[100th Cruise Report]Easter Island (Chile)
After 5 days at sea from Valparaiso, we arrived at Easter Island. Located 3800km from the South American continent, 4000km from Tahiti, and 2000km from the nearest inhabited island, Easter Island is often called the “Lonely Island”. With the distinctive giant Moai statues, the island has fostered its own unique culture, filled with its share of mysteries, and for many people this was the place they were looking forward to the most in the voyage. Making landfall can often be quite difficult, however on the day we arrived there were almost no waves making for a smooth landing in the beautiful morning light, as if to welcome us to the island. Our travels to Easter Island have now begun.
To go ashore, we transferred from the Ocean Dream to smaller boats, coming ashore at Hanga Roa, a relaxed village with a population of approximately 7000.
From Hanga Roa, we first made our way to Anakena beach, a beach with brilliant white sand and Moai in the background, it is one of the few swimming spots on the island. The Moai stand atop stone platforms called ‘ahu’. Each Ahu has it’s name engaved below, and the Ahu at Anakena Beach is called Ahu Nao-Nao. After being buried for a long time, they remain in good condition with 5 of the 7 Moai fully intact, with each Moai bearing a ‘pukao’ on their heads, serving like a hat for each statue.
Next, we headed towards Ahu Tongariki where Easter Island’s single largest gathering of 15 Moais stand.
Located atop a remote cliff is the so-called “traveling Moai”. Facing off into the distance, we can somewhat sympathise as fellow travellers.
Most of the islands Moai’s face with their backs towards the sea, and they are said to use the mysterious energy “mana” to protect the village. The peaceful energy felt throughout the island is perhaps courtesy of the ongoing protection and watchful gaze of the Moai.
Our final destination is the Rano Kau volcano and Orongo Crater. Orongo has a trekking course, and within the course is the ‘Orongo Bird Man Ceremony Ruins’, where the remains of houses still lie.
In the bay lies the tiny island of Motu Nui, which stands out in the brilliant blue ocean, the bluest of anywhere yet in our travels.
Orongo Crater is right next to the caldera of Rano Kau volcano, and this also serves as an important water resource for the island.
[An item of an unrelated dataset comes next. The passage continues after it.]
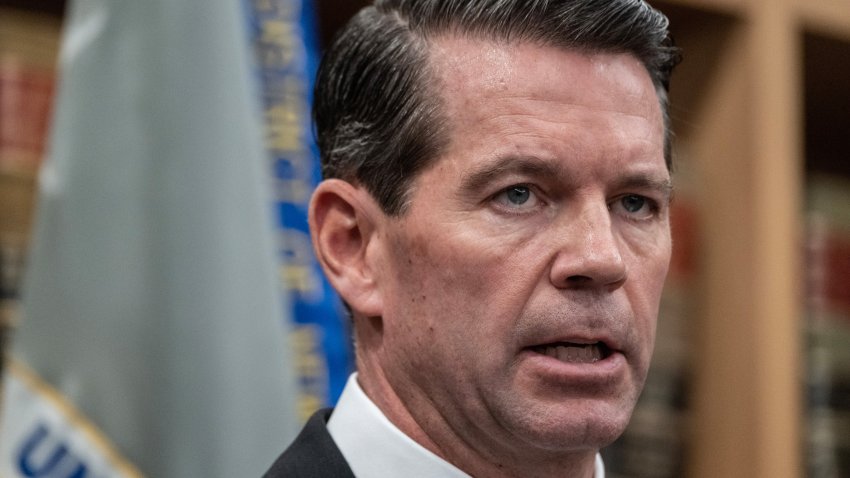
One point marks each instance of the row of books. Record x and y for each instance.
(828, 326)
(656, 442)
One of the still-unsolved mysteries of the Lonely Island is that of the indigenous island text “Rongorongo”. We have traveled all around the world to today be here in this island full of mystery, and now taking in the fresh island air, sea and sky, the mysteries are starting to unravel.
As the ship was anchored offshore, there were held Moai-building workshops, dance performances, musicians, and many different residents of the island come onboard to share the culture of Rapa Nui with everyone.
On the seventh-floor stage in Broadway, there was a traditional Rapa Nui performance which told the story of the island and its history through dance and song. The powerful performance was warmly accepted, striking a chord in the hearts of everyone present.
As the sun set, the Ocean Dream but Easter Island behind and continued on its voyage, embarking once again out into the vast ocean, heading out into the South Pacific Ocean towards Tahiti.